Thursday, May 12, 2011

Joust

The conversation began as it did in the weeks leading up to each of my son’s birthdays: who do you want on your cake? With my oldest at four years old, and my youngest now turning three, we’ve had our fair share of stereotypical cakes: Elmo, dinosaurs, Handy Manny, farm animals and the like. Personally, I was hoping he would suggest something simple, like Mickey Mouse, since his mother holds minimal cake decorating talent. Instead, he shocked me with his response. In his two-year-old lisp, he told me, “Mama, I justh want Jousth on my cake.” Joust? As in the Calvin College mascot?

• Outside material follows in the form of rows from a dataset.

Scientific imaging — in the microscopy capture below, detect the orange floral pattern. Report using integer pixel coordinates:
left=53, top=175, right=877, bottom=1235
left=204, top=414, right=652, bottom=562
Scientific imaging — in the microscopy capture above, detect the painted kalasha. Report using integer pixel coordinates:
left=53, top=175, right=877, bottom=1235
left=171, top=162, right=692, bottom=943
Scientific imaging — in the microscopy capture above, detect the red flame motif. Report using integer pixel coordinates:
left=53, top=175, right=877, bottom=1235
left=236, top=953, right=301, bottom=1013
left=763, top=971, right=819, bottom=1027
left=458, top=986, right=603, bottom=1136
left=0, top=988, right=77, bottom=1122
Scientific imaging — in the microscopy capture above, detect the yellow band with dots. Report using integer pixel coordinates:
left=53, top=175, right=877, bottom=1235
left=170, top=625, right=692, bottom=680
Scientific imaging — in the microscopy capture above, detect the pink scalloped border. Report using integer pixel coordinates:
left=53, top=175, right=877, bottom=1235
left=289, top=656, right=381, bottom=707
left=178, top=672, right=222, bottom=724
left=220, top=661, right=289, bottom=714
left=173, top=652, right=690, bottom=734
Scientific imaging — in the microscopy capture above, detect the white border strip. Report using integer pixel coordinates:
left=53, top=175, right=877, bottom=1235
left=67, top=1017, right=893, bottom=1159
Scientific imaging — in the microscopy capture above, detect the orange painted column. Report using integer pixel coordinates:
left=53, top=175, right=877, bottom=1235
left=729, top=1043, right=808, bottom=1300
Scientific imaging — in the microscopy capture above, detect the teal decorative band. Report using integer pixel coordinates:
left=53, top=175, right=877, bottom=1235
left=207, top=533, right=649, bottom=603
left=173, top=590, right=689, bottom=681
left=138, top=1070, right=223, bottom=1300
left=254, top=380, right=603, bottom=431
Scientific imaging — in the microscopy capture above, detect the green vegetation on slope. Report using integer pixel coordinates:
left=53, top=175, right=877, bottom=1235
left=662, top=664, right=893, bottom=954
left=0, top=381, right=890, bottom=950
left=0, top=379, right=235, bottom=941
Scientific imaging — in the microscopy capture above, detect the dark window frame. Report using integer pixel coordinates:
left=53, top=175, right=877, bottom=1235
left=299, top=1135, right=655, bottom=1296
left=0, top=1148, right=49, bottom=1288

Let me inform you at this point that as of this past January my son had a love/hate relationship with Joust. We were regular attenders of Calvin men’s basketball games, and every Saturday home game he would neglect the game being played on the court to seek out the oversized Knight roaming the crowd. “There he ith! There he ith!” he would point out to us. However, anytime Joust would approach within a ten food radius, my son would bury his head into my shoulder, grip tightly onto me, and scream. Apparently this relationship was never meant to be.

Except over time my son softened. Joust, it turns out, is not a terrifying monster but a friend to all. After observing my oldest son confidently approach him and give him high-fives or knuckles, my youngest soon learned to face his fears and made physical contact with Joust and redefined this former “foe” as a new “friend.”

Driving down Lake Drive or Breton, my youngest would always find the Calvin College sign and remind us “Dat’s where Jousth liveths.” And, on the morning of the Calvin College Spring Classic, while all of the other children were playing games with the physical education students, my youngest approached Joust and asked him to play catch. The two were inseparable.

But now onto the birthday dilemma. How would I ever pull off a Joust party? I used what basic decorating skills I had to recreate the Knight logo on a cake, I was able to purchase maroon and gold plates and napkins at a local party store (only because in May they carry all graduation colors of the local schools), and we even printed out a few large image pictures of Joust in action at the basketball games as posters for our walls. And my son couldn’t have been more thrilled. The morning of his party we all donned our best Calvin gear (with both boys in their basketball jerseys) and blew out the candles on his “Jousth” cake.

I’m only hoping his birthday wish was a full-ride scholarship to Calvin in 15 years.